A joint statement between the United Nations (UN) Secretary General and the African Union (AU) Commission Chair has urged political actors and stakeholders in Kenya to work together towards the preservation of calm and peace in the country.
This as international pressure and concern continues to build ahead of Thursday’s rerun of the Presidential election, particularly
around the country’s Independent Electoral and Boundaries Commission capacity to conduct a free and credible poll.
Tensions continue to be high in the east Africa nation, with Kenya’s opposition under former Prime Minister Raila Odinga calling for a boycott of the Thursday poll, and a former electoral commissioner, who fled to the United States last week, saying the Independent Electoral and Boundaries Commission is dysfunctional and unable to produce a credible result.
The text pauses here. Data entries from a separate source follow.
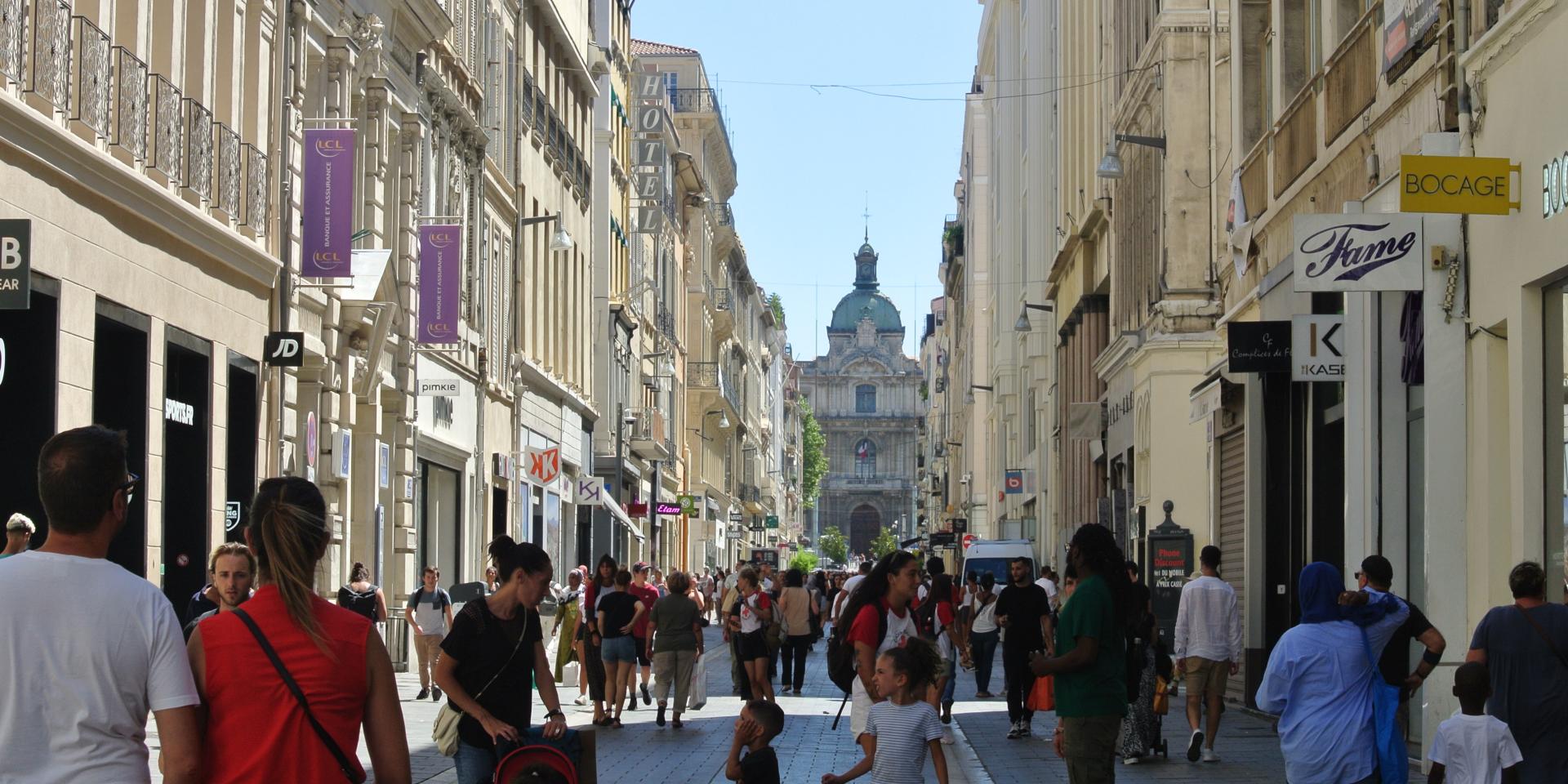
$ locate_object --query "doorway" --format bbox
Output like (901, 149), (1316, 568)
(0, 274), (60, 547)
(162, 326), (212, 624)
(92, 300), (150, 580)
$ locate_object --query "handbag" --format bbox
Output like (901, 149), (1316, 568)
(1361, 629), (1410, 784)
(1024, 676), (1057, 710)
(234, 607), (365, 784)
(430, 607), (528, 757)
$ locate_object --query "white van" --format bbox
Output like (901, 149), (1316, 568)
(958, 539), (1040, 590)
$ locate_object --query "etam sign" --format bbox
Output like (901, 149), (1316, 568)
(1292, 213), (1427, 292)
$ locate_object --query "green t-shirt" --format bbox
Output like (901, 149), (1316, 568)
(1057, 576), (1127, 718)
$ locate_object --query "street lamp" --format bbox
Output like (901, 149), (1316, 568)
(1013, 303), (1057, 332)
(1094, 133), (1165, 180)
(518, 212), (572, 252)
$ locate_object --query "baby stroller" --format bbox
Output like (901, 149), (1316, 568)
(496, 735), (580, 784)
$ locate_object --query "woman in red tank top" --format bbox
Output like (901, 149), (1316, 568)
(186, 477), (411, 784)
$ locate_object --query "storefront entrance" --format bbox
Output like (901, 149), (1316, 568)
(92, 300), (148, 577)
(0, 274), (60, 547)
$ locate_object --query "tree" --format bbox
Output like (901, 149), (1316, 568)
(800, 397), (839, 508)
(817, 525), (850, 564)
(872, 528), (898, 559)
(789, 552), (817, 574)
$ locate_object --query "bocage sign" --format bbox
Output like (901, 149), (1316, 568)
(1292, 213), (1427, 292)
(0, 218), (33, 310)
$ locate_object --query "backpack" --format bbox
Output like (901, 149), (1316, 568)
(828, 607), (888, 695)
(337, 585), (381, 621)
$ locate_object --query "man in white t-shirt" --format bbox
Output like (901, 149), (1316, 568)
(0, 425), (201, 784)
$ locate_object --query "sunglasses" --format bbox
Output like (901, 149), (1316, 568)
(114, 472), (141, 506)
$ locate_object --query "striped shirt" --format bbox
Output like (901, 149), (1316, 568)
(866, 699), (942, 784)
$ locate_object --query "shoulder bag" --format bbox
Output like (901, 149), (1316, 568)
(430, 607), (528, 757)
(234, 607), (365, 784)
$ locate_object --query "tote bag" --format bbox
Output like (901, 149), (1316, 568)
(1361, 629), (1410, 784)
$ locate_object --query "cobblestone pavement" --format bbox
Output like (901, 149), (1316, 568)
(147, 629), (1425, 784)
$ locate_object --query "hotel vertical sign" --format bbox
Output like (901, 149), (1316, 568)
(300, 128), (354, 278)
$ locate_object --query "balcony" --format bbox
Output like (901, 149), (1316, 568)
(0, 0), (271, 237)
(626, 408), (675, 460)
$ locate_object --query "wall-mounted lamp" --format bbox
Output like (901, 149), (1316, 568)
(1094, 133), (1165, 180)
(1013, 303), (1057, 332)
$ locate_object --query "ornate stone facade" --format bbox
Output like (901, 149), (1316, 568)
(800, 242), (925, 552)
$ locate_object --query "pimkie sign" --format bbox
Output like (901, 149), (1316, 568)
(1294, 212), (1427, 292)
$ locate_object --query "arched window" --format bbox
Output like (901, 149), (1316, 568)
(854, 439), (876, 480)
(854, 384), (876, 414)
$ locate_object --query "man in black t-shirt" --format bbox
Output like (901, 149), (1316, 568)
(1356, 555), (1447, 702)
(996, 559), (1050, 740)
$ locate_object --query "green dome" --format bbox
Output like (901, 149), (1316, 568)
(828, 288), (903, 332)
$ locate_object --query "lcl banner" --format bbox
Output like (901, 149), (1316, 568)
(300, 128), (354, 278)
(417, 225), (462, 343)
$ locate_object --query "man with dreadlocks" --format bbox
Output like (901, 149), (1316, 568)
(1030, 523), (1137, 784)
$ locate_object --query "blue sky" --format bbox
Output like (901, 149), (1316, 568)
(632, 0), (982, 359)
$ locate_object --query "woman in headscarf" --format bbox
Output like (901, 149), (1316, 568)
(1258, 561), (1410, 784)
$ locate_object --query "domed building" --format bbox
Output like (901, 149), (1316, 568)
(800, 238), (925, 552)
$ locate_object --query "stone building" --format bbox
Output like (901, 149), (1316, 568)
(800, 240), (925, 552)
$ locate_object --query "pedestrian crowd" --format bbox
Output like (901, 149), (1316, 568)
(0, 426), (1568, 784)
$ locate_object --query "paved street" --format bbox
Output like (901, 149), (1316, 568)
(147, 629), (1423, 784)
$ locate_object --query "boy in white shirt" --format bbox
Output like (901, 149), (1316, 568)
(1427, 662), (1524, 784)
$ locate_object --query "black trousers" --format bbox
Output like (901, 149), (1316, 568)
(1002, 644), (1035, 721)
(779, 635), (813, 692)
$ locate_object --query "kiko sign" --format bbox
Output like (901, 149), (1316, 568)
(1294, 213), (1427, 292)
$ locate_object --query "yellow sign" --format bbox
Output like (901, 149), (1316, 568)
(1399, 155), (1519, 215)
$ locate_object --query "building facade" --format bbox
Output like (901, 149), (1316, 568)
(800, 238), (925, 554)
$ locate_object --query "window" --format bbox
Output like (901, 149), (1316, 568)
(854, 439), (876, 480)
(854, 384), (876, 414)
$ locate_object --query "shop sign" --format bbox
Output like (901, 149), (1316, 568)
(1290, 315), (1345, 381)
(1225, 322), (1290, 373)
(300, 128), (354, 278)
(1383, 0), (1438, 72)
(0, 218), (33, 310)
(522, 447), (561, 486)
(417, 378), (461, 397)
(572, 479), (604, 506)
(416, 225), (462, 343)
(1292, 212), (1427, 292)
(262, 332), (304, 367)
(1399, 155), (1519, 215)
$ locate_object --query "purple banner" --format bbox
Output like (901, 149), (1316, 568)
(300, 128), (354, 278)
(419, 225), (462, 343)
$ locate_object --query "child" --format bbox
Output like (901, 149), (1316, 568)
(1427, 662), (1524, 784)
(724, 699), (784, 784)
(822, 638), (947, 784)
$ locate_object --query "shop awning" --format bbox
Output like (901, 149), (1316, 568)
(604, 494), (648, 541)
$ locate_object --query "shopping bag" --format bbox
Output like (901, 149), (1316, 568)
(1154, 676), (1171, 716)
(1024, 676), (1057, 710)
(687, 656), (707, 710)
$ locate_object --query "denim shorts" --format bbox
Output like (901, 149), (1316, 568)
(599, 635), (637, 665)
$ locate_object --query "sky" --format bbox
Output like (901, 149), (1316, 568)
(632, 0), (982, 359)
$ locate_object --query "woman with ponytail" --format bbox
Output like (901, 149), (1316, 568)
(436, 535), (566, 784)
(835, 550), (920, 738)
(186, 477), (411, 784)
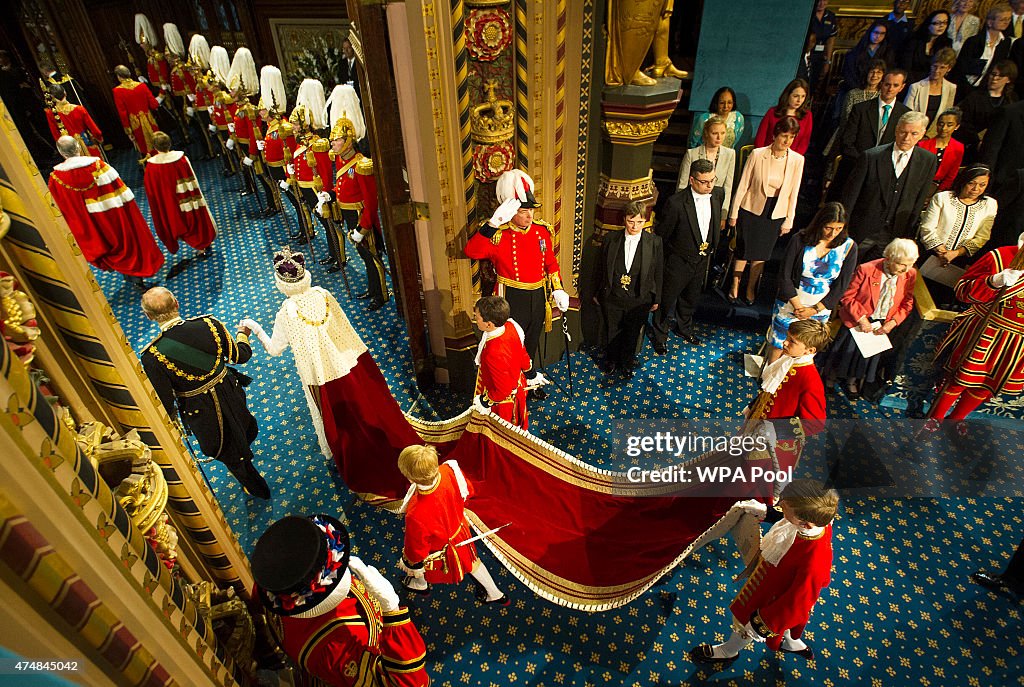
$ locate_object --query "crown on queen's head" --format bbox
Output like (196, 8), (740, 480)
(273, 246), (306, 283)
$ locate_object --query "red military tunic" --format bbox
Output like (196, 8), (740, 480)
(729, 524), (833, 651)
(263, 117), (298, 167)
(48, 157), (164, 276)
(46, 100), (103, 158)
(466, 222), (562, 295)
(402, 461), (477, 584)
(334, 151), (380, 229)
(476, 319), (530, 429)
(114, 79), (160, 156)
(935, 246), (1024, 395)
(143, 151), (217, 254)
(268, 575), (430, 687)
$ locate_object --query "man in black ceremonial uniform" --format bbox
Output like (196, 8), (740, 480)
(142, 287), (270, 499)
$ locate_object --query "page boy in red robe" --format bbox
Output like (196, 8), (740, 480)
(250, 514), (430, 687)
(743, 319), (831, 507)
(143, 131), (217, 257)
(690, 479), (839, 662)
(473, 296), (532, 429)
(47, 136), (164, 291)
(398, 445), (510, 606)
The UN and the AU are closely monitoring developments in Kenya as the Secretary General’s spokesperson, Farhan Haq explains.
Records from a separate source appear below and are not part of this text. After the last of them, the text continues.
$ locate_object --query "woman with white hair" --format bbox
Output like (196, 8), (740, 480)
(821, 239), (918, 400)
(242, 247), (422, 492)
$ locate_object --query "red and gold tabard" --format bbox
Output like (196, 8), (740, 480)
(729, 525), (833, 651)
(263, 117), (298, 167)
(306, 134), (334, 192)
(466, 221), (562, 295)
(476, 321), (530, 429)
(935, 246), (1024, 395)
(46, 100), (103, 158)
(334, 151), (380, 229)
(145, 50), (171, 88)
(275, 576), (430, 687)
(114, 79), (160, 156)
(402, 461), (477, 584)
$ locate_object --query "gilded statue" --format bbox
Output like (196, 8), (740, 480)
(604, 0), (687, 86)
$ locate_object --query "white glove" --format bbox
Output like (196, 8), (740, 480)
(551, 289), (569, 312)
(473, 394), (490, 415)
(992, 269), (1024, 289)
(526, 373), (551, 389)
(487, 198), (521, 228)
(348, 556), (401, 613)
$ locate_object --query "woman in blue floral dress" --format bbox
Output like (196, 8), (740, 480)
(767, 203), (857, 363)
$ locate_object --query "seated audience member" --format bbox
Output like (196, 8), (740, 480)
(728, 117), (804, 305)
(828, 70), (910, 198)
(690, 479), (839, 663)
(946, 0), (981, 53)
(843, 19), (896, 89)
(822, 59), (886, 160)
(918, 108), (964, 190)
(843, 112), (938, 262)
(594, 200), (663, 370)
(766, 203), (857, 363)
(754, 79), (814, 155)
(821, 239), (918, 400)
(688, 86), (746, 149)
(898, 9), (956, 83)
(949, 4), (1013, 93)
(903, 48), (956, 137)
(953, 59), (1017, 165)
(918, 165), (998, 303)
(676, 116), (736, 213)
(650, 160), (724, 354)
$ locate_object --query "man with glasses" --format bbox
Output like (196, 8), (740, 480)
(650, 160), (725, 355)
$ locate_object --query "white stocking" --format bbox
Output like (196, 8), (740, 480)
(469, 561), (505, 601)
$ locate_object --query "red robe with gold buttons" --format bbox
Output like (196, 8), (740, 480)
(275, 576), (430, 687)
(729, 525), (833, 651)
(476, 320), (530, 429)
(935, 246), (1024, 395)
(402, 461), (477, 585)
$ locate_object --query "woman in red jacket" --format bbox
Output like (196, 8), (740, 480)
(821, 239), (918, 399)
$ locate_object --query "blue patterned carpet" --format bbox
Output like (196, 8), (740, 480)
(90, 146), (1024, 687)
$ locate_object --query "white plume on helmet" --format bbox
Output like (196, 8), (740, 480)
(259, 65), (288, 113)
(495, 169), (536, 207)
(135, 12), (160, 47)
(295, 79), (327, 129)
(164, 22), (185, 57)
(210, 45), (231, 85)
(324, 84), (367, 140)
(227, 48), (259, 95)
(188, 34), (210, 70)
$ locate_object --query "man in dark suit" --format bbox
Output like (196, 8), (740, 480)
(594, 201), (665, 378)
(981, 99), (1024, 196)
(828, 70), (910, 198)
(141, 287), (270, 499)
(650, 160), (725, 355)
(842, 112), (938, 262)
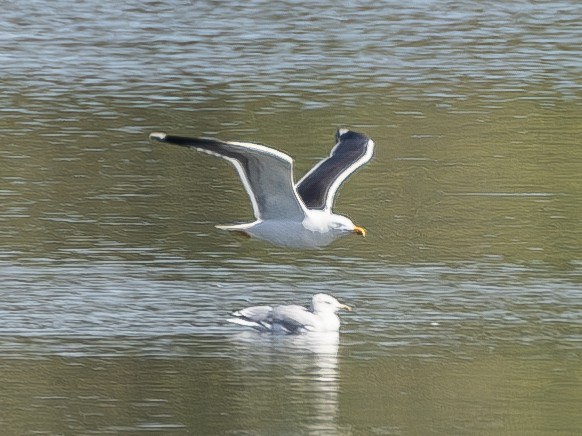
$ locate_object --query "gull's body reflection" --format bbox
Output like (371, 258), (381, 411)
(233, 332), (339, 433)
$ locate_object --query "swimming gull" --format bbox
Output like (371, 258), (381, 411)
(228, 294), (351, 334)
(150, 129), (374, 249)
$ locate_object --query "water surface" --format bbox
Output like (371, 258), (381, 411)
(0, 0), (582, 435)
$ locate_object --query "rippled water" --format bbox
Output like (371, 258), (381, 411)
(0, 0), (582, 435)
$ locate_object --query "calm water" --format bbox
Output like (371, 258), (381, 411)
(0, 0), (582, 435)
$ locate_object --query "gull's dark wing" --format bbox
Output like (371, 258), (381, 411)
(295, 129), (374, 211)
(150, 133), (305, 220)
(272, 305), (317, 333)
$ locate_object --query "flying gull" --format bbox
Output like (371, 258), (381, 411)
(150, 129), (374, 249)
(228, 294), (352, 334)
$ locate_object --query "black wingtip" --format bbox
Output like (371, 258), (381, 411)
(335, 127), (370, 142)
(149, 132), (168, 142)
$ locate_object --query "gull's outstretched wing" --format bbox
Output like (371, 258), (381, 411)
(150, 133), (305, 220)
(295, 129), (374, 211)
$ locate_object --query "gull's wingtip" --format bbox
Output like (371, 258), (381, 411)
(149, 132), (168, 142)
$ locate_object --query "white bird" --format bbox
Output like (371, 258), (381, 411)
(150, 129), (374, 249)
(227, 294), (352, 334)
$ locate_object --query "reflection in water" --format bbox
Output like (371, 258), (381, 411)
(232, 332), (340, 434)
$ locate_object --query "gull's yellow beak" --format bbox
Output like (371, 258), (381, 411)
(352, 226), (366, 237)
(338, 304), (352, 312)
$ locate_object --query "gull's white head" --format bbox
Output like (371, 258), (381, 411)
(311, 294), (352, 313)
(328, 215), (366, 236)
“The Secretary General and the AU Commission Chairperson called on all stakeholders to cooperate with the Independent electoral and boundaries Commission as a constitutionally mandated body to conduct the election. They urge all political parties and their supporters to create conditions for a peaceful election, and refrain from any act of violence, and stressed the need for the Kenyan security services to exercise restraint, use minimal force in performing their duties and respect the freedom and political liberties of all Kenyans.”
“Well, just to repeat – what we want is for everyone to cooperate with the IEBC. Remember, as we said in the statement, that this is the constitutionally mandated body to conduct the election, and it’s in that context that we want its work to be supported.”
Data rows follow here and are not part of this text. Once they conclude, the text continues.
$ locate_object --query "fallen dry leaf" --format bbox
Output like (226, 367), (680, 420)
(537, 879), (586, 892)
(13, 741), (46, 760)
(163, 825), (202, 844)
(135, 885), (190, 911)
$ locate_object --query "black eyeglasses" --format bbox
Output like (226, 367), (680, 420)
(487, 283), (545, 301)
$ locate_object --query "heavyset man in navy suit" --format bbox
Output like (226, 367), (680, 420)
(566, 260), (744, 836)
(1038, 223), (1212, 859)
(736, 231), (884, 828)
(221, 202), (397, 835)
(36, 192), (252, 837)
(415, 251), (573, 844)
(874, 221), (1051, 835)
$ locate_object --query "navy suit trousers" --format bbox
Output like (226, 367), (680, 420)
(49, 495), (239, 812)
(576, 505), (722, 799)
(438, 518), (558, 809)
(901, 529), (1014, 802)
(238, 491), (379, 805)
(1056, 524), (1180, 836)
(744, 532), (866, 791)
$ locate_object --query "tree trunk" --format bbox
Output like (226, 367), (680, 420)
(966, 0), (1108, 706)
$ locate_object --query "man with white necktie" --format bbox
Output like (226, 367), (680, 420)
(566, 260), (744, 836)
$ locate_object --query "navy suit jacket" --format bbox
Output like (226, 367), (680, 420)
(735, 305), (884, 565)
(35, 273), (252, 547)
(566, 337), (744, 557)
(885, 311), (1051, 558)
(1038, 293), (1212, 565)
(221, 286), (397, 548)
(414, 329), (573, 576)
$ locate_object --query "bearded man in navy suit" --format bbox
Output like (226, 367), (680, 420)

Former election’s Commissioner, Dr Roselyn Akombe, who declined to be interviewed by SABC News, has claimed in other publications that the IEBC was subject to political interference.
This as Ambassadors to 18 European Union (EU) countries and the United States (US) also issued a joint statement urging dialogue and calm. United States Ambassador to Kenya Robert Godec explains.
“Attacks on the IEBC (Independent Electoral and Boundaries Commission) staff must stop. No one is obliged to stand for office or
to vote if they do not wish to, but no one should use violence or intimidation to disrupt the right of others to vote or to participate. Doing so is profoundly undemocratic, and leaders must tell their supporters to refrain from such actions. In the coming days the whole world will be watching Kenya in its every step in this electoral process. In particular we are following closely the actions of leaders and politicians. Those who incite violence or undermine democracy should be held to account for their actions.”
Earlier this month, in a 37 page report, Human Rights Watch said police in Kenya had killed at least 33 people, and injured hundreds more in response to protests following the now annulled August 8 election.